Versienummer: BWL 2001.37.V1 van november 2020.
Het gaat om een nageschakelde techniek voor de diercategorie kippen. Deze techniek is additioneel aan de stalsystemen van HE 1.1 en HE 1.3 (opfokhennen en hanen van legrassen jonger dan 18 weken) en HE 2.1 en HE 2.3 (legkippen).
Op deze pagina
- Emissiefactoren
- Werkingsprincipe
- Uitvoering systeem: bouwkundig
- Uitvoering systeem: technisch
- :Gebruik van het systeem
- Verwijzing meetrapport
- Afbeelding
- Beschrijving van de afbeelding
- Vorige versie
Emissiefactoren
Opfokleghennen; 0,010 kg NH3 per dierplaats per jaar (deze waarde is vastgesteld op basis van een verhoudingsgetal ten opzichte van hetzelfde systeem voor leghennen)

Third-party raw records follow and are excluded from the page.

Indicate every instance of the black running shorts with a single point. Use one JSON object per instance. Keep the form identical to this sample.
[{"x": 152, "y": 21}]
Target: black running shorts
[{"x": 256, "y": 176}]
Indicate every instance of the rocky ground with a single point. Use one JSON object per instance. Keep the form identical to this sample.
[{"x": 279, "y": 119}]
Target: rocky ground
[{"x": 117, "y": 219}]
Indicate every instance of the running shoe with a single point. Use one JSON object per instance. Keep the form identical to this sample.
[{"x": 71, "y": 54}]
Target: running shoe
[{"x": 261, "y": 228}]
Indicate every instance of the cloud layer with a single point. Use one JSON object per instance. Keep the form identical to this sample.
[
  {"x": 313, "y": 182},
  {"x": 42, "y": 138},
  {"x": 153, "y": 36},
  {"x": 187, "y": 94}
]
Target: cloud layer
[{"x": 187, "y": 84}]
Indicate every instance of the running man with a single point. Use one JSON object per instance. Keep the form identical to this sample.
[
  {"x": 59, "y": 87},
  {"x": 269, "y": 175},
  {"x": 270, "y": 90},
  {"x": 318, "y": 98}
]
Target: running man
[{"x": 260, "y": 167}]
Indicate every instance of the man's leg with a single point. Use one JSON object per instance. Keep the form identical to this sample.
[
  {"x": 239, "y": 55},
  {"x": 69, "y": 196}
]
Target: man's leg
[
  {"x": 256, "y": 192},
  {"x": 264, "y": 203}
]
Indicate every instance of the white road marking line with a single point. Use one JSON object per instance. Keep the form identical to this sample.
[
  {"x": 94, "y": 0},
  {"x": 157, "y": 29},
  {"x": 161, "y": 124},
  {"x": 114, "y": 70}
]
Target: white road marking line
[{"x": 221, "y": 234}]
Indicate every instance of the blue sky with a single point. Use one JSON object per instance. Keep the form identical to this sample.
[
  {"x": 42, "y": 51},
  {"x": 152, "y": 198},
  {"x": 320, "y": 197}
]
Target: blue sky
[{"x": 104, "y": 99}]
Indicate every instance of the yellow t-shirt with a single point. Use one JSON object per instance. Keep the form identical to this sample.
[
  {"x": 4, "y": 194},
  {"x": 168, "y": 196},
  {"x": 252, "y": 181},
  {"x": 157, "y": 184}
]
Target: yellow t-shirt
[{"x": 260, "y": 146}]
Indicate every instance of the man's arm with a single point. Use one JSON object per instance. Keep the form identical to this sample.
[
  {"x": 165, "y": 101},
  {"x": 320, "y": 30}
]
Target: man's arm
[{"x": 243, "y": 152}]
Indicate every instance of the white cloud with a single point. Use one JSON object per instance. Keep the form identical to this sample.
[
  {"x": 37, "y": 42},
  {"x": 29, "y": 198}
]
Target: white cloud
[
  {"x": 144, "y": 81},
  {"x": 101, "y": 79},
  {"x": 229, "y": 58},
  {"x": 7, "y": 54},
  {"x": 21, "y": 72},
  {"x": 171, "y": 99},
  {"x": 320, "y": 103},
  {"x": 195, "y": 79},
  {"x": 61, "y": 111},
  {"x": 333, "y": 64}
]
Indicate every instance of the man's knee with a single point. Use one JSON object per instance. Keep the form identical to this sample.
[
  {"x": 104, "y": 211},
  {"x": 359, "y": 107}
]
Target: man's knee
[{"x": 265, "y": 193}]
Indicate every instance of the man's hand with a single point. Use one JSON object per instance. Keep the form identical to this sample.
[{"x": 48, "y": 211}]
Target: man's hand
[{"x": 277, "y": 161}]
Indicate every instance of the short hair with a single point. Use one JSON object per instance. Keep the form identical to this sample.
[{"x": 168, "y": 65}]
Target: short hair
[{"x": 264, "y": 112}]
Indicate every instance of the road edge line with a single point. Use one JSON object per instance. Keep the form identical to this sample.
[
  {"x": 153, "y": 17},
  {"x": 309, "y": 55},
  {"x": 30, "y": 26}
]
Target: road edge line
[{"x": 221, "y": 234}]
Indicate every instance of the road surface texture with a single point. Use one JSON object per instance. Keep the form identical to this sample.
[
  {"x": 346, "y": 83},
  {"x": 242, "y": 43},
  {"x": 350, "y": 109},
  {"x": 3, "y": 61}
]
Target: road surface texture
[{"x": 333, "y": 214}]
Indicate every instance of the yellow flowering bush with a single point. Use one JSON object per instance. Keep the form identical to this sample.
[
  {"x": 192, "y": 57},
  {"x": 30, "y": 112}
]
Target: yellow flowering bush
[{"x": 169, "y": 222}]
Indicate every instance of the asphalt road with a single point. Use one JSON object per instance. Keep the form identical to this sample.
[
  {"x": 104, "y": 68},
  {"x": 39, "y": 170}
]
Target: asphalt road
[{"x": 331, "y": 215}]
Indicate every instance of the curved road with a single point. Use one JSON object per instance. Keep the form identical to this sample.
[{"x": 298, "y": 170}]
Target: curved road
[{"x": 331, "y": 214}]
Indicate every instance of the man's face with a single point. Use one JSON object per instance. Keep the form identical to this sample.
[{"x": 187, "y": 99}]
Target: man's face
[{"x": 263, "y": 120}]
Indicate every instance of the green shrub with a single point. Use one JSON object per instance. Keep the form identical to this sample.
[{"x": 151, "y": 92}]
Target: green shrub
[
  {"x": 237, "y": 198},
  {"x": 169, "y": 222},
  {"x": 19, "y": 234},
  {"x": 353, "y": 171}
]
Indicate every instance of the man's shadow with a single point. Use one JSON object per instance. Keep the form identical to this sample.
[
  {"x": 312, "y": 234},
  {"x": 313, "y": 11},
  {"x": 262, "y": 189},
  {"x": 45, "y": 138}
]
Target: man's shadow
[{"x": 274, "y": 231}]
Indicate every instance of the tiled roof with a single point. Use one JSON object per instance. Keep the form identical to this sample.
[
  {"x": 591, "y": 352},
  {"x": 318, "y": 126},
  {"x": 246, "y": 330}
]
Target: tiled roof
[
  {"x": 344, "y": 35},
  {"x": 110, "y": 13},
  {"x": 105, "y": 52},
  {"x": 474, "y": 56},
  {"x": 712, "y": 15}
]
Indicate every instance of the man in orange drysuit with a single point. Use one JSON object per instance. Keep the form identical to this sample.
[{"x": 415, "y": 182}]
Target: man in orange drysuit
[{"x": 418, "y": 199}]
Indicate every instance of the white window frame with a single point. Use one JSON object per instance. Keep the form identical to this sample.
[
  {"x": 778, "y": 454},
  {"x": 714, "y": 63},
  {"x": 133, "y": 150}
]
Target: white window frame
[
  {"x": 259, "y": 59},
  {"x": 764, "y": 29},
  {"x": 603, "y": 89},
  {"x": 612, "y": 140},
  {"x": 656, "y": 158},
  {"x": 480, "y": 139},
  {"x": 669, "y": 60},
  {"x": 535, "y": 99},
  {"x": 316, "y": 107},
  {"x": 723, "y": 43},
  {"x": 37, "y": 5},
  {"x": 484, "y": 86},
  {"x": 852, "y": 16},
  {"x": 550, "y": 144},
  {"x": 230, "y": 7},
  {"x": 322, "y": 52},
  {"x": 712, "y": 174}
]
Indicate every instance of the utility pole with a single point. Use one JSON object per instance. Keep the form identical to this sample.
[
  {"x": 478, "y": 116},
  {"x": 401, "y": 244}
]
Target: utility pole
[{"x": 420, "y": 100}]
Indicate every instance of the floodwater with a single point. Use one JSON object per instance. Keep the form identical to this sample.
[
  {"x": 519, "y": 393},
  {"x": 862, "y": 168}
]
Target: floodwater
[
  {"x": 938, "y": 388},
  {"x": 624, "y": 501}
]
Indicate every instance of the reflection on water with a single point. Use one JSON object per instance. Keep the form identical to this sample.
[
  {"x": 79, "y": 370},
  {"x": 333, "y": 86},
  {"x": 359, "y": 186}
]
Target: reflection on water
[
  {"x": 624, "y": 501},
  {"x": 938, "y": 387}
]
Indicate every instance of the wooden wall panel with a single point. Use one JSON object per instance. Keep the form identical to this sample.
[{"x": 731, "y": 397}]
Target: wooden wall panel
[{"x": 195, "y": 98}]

Leghennen; 0,015 kg NH3 per dierplaats per jaar
Werkingsprincipe
In een van de dieren afgeschermde ruimte is een aantal banden boven elkaar geplaatst. Het aantal lagen varieert van ten minste 2 tot meer dan 12. De voorgedroogde mest uit de stal wordt op de bovenste mestband verdeeld. Aan het eind van deze band valt de mest op de laag daaronder, waardoor de mest de andere kant op gaat. Over de mest wordt lucht geblazen of getrokken om de mest te drogen. Als de mest droog is, wordt ze afgevoerd naar een opslag.
Uitvoering van het systeem: bouwkundig
Geen bijzonderheden.
Uitvoering van het systeem: technisch
1. Banden
Er moet geen mest aan de banden vastplakken.
2. Oppervlak
Het oppervlak aan banden (bij een laagdikte van enkele cm) is minimaal:
- 1,0 m² per 90 opfokhennen
- 1,0 m² per 60 leghennen
3. Drooglucht
Het systeem moet zo zijn uitgevoerd dat alle drooglucht over de mest gaat. De hoeveelheid lucht is minimaal:
- 1,0 m³/uur/opfokhen
- 2,0 m³/uur/leghen
4. Registratieapparatuur
De volgende registratieapparatuur moet aanwezig zijn:
- apparatuur voor het registreren van het aanstaan van de beluchting (urenteller, kWh-meter, toerenteller of meetventilator)
- apparatuur voor het meten van de capaciteit van de beluchting (meten in de aanvoer naar de droogtunnel met een meetwaaier)
Gebruik van het systeem
Algemeen
a. Mest
De mest moet binnen 72 uur nadrogen een drogestofgehalte bereiken van minimaal 80%.
b. Registratie
- Voor de controle op de werking van het droogsysteem moeten de volgende gegevens automatisch worden geregistreerd:
- het aanstaan van de beluchting
- de capaciteit van de beluchting
- Van de geregistreerde waarden moet tijdens de controle een uitdraai van de huidige en vorige productieperiode opvraagbaar zijn.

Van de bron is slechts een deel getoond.